El mejoramiento de semillas a través de la experimentación es algo que se intenta hacer desde el comienzo de la agricultura, pero el nombre de Revolución Verde fue acuñado en la década del 60 para destacar que se había encontrado una solución particularmente eficaz. Pruebas realizadas en el noroeste de México mostraron que el rendimiento de las semillas de trigo mejoradas aumentó notoriamente. En buena medida, estas "variedades modernas" producían más que las tradicionales gracias a un riego más controlado y al uso de fertilizantes petroquímicos, lo cual hizo posible una conversión más eficaz de los insumos industriales en alimento. Las semillas "milagrosas" se difundieron rápidamente en Asia gracias al importante apoyo de los Centros Internacionales de Investigación Agrícola creados por las Fundaciones Ford y Rockefeller, y al poco tiempo también se desarrollaron nuevos tipos de arroz y de maíz.

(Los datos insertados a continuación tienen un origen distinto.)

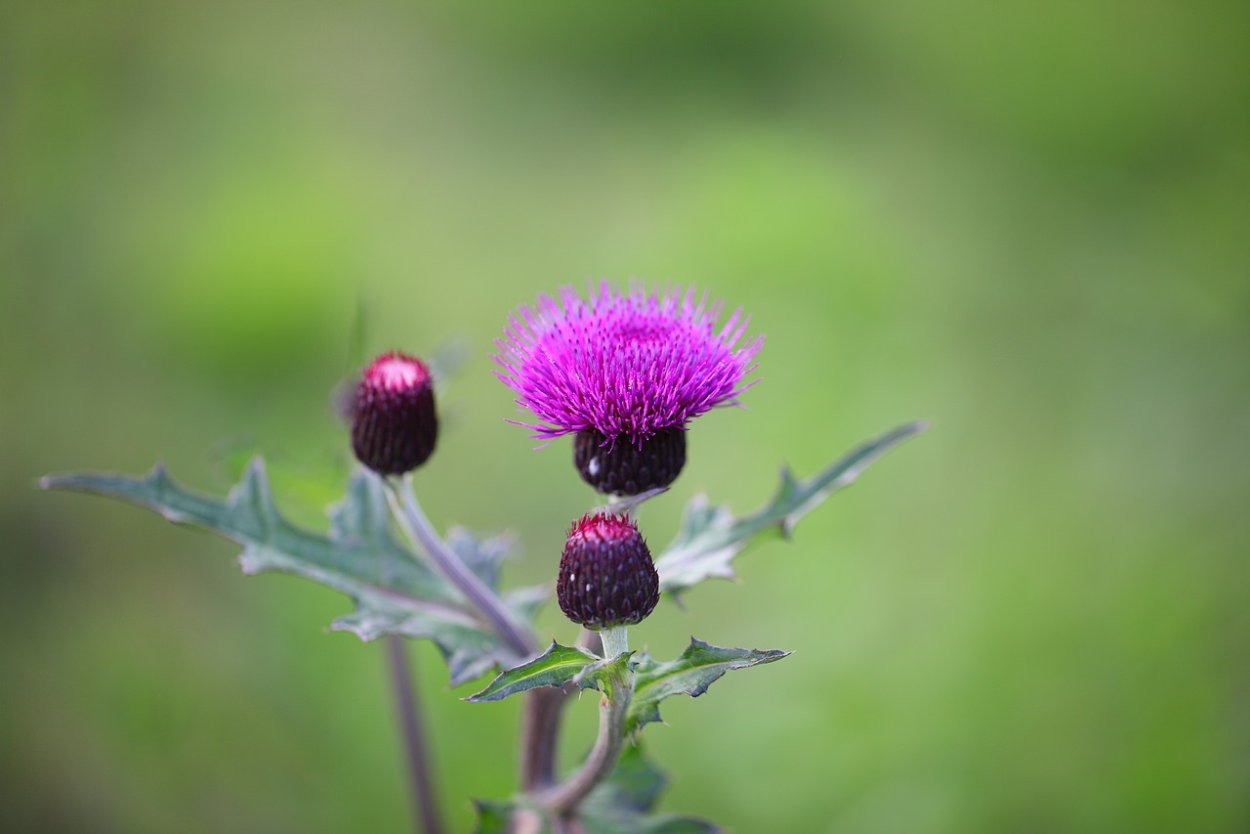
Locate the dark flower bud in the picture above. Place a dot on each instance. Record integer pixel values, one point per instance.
(623, 467)
(394, 425)
(606, 575)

El término "revolución" era apropiado en la década del 70 cuando las nuevas semillas, junto con los fertilizantes químicos, los plaguicidas y el riego, ocuparon el lugar de las prácticas agrícolas tradicionales de millones de productores del mundo en desarrollo. En los años 90, casi 75 por ciento de las zonas arroceras de Asia fueron sembradas con estas nuevas variedades. Lo mismo sucedió con cerca de la mitad del trigo plantado en África, América Latina y Asia, y con 70 por ciento del maíz del mundo. Según los cálculos, 40 por ciento de los agricultores de los países en desarrollo utilizaban semillas de la Revolución Verde, con Asia a la cabeza, seguida de América Latina.

Una cuestión de acceso

Los logros productivos de la Revolución Verde no son un mito. Gracias a las nuevas semillas se cosechan cada año decenas de millones de toneladas extra de cereales. Pero ¿acaso este estilo de producción demostró ser la estrategia adecuada para acabar con el hambre? En realidad, no.

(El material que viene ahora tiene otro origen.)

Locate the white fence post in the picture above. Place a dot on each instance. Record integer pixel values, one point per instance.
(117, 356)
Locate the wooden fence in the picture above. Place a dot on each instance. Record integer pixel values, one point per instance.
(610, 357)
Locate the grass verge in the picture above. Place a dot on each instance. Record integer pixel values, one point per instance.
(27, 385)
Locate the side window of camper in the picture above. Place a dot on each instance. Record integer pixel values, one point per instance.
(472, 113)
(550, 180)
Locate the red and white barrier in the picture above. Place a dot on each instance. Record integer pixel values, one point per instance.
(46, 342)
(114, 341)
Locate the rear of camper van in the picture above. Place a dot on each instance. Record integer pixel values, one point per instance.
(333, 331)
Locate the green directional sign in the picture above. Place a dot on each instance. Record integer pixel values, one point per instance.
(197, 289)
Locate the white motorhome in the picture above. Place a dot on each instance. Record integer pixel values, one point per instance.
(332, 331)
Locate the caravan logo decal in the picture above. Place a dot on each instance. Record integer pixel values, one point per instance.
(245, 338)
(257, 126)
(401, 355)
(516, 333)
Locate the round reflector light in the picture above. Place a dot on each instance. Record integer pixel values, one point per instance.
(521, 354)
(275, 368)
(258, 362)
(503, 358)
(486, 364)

El incremento de la producción, centro de la Revolución Verde, no alcanza para aliviar el hambre porque no altera el esquema de concentración del poder económico, del acceso a la tierra o del poder adquisitivo. Incluso el Banco Mundial concluyó en su estudio de 1986 sobre el hambre en el mundo que un rápido incremento en la producción de alimentos no implica necesariamente que se alcance la seguridad alimentaria. La cantidad de personas que pasan hambre se puede reducir sólo "redistribuyendo el poder adquisitivo y los recursos entre quienes están desnutridos", indican los autores del análisis. Si los pobres no tienen dinero para comprar alimentos, el aumento de la producción no servirá de nada.

Introducir nuevas tecnologías agrícolas en un sistema social que favorece a los ricos y no ocuparse de resolver la cuestión social del acceso a los beneficios que brinda la tecnología llevará, con el tiempo, a una mayor concentración de las ganancias procedentes de la agricultura, como ya sucede en Estados Unidos.

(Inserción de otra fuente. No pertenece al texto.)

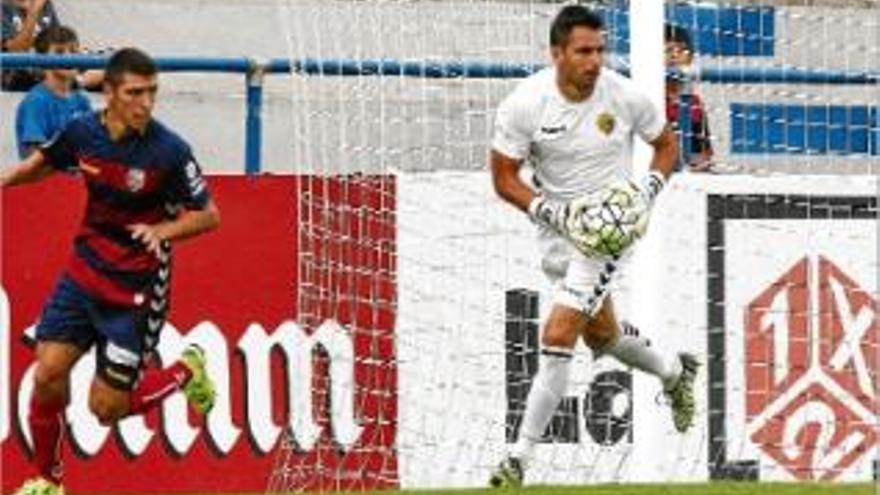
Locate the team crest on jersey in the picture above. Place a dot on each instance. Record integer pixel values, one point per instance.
(605, 123)
(135, 179)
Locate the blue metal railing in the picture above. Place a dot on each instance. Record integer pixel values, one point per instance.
(255, 71)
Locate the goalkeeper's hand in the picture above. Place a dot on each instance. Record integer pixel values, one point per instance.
(567, 219)
(640, 198)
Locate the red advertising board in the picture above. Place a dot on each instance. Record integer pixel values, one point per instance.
(294, 300)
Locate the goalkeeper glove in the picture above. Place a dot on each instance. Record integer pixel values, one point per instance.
(549, 213)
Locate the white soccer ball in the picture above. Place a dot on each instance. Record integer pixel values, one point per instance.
(613, 223)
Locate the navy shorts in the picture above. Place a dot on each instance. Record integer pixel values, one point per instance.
(72, 315)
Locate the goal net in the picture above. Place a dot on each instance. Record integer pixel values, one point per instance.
(424, 290)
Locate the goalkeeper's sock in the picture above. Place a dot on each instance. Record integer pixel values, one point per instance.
(632, 349)
(547, 388)
(157, 384)
(45, 421)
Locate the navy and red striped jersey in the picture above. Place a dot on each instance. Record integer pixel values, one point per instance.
(140, 178)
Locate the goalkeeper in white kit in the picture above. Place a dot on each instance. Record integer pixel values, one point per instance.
(575, 122)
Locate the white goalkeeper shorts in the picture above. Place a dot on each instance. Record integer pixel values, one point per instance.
(579, 282)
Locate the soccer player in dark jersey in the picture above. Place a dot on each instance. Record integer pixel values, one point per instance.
(145, 191)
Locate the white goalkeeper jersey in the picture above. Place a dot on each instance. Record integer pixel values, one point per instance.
(575, 148)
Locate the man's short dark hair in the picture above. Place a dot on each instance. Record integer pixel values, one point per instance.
(678, 34)
(129, 61)
(570, 17)
(54, 35)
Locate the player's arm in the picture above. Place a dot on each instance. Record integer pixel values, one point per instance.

Dado que el enfoque de la Revolución Verde no tiene previsto resolver la inseguridad que se encuentra en la raíz de las altas tasas demográficas, y puede incluso aumentarla, no resulta una ganancia de tiempo hasta tanto el aumento demográfico no se enlentezca. La estrechez del objetivo de centrarse en la producción termina siendo contraproducente porque destruye la base de la agricultura. Así que, sin una estrategia de cambio que contemple la falta de poder de los pobres, el resultado será, trágicamente, que habrá más alimentos y, sin embargo, más personas con hambre.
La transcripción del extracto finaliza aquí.